Verschwundene Schätze: Roman (German Edition)
Sie hatten natürlich nicht die leiseste Ahnung, dass Boros mit diesem Duell etwas ganz anderes zu erlangen suchte als die bloße Satisfaktion.
Am folgenden Vormittag kamen sie wieder zusammen. Boros, hieß es nun, beharre auf seinem ursprünglichen Standpunkt. Er wünsche Folgendes: Abády möge erklären, dass er ihm nicht absichtlich aus dem Weg gegangen sei, dass er ihn hochschätze und dass er, sofern er Boros auch nur ungewollt Grund gegeben habe, sich beleidigt zu fühlen, dies zutiefst bedaure.
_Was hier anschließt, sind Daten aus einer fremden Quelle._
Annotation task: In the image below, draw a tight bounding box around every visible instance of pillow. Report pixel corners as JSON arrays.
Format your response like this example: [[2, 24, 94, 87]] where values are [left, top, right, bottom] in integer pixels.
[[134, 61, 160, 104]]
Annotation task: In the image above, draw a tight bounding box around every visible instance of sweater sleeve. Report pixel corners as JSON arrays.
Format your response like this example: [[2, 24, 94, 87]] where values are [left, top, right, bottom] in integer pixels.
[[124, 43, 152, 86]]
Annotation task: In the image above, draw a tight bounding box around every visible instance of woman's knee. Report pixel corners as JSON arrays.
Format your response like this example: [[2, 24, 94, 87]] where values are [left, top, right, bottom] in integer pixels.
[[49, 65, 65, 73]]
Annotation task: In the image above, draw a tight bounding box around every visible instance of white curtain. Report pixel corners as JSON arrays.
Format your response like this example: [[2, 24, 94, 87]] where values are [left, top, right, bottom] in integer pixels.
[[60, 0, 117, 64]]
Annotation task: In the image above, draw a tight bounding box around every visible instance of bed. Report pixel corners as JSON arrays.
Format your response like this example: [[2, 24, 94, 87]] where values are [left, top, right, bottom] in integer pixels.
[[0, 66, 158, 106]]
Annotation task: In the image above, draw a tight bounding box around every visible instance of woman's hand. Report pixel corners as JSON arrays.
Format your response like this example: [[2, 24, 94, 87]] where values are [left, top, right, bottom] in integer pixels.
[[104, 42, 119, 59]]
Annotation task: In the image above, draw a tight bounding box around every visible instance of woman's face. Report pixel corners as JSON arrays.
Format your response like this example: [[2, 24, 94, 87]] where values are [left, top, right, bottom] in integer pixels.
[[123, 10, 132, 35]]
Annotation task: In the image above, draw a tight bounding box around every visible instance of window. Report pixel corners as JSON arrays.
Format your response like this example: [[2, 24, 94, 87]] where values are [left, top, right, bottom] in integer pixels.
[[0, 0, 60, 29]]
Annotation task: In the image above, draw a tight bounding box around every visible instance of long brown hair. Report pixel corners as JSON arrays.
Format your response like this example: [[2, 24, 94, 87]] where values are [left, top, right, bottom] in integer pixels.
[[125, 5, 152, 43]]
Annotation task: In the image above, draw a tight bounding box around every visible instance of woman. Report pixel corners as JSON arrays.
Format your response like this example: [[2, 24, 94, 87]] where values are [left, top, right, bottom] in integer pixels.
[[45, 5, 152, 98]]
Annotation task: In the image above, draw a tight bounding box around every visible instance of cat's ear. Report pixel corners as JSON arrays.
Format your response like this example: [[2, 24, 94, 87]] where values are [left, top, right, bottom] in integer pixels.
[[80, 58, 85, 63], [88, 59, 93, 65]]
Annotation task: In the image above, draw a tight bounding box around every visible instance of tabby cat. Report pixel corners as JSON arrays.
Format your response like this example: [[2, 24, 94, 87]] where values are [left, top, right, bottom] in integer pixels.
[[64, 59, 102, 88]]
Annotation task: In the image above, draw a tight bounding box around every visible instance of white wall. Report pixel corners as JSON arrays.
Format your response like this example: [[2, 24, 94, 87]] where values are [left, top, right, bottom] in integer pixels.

Nachdem sie dies aufgezählt hatten, lachte der alte Absolon höhnisch auf. Die Beauftragten blickten gekränkt auf ihn. Einer der beiden fragte mit drohendem Unterton: »Warum geruhen Sie hierüber zu lachen?«
»Das wird sich vielleicht noch weisen!«, erwiderte der alte Mann böse, um dann hart fortzufahren: »Ich halte dafür, dass unser gestriger Vorschlag das Maximum dessen ist, was wir zugestehen können: eine Erklärung, dass unser Freund Abády niemanden beleidigen wollte. Weiter gehen wir nicht.«
»Das können wir nicht akzeptieren.«
Absolons weiße Zähne glänzten zwischen seinen leicht hochgezogenen Lippen. Mit einem fürchterlichen Lächeln musterte er die zwei auf der anderen Seite am Tisch.
»Ich aber empfehle Ihnen, es zu akzeptieren«, sagte er äußerst langsam. »Ich empfehle es sehr. Herr Boros soll froh sein, so billig davonzukommen.«
Die Sekundanten stutzten: »Wie meinen Sie das?«
Absolon lehnte sich mit dem breiten Oberkörper im Stuhl zurück. Wieder lachte er. Seine Stimme klang unheilverkündend. »Ich meine es auf folgende Weise: Wir haben Ihnen diese Lösung einzig auf Bitten unseres Auftraggebers und wegen seiner ziemlich grundlosen Gutmütigkeit angeboten. Und dies nun sage ich nicht als Sekundant, sondern in meinem eigenen Namen: Herr Boros ist ein gemeiner Dieb! Das ist meine Botschaft an ihn, richten Sie sie aus!«
Die beiden Sekundanten schossen hoch. Auf der Stelle forderten sie Absolon zum Duell.
»Ich stehe zur Verfügung!«, antwortete der Greis und zündete sich eine neue Zigarre an.
Der Ehrenhandel Abády kontra Boros wurde nun Nebensache. Beide Parteien verfassten einseitige Protokolle; karg kommentiert erschienen sie in der Presse. Kein Mensch scherte sich darum.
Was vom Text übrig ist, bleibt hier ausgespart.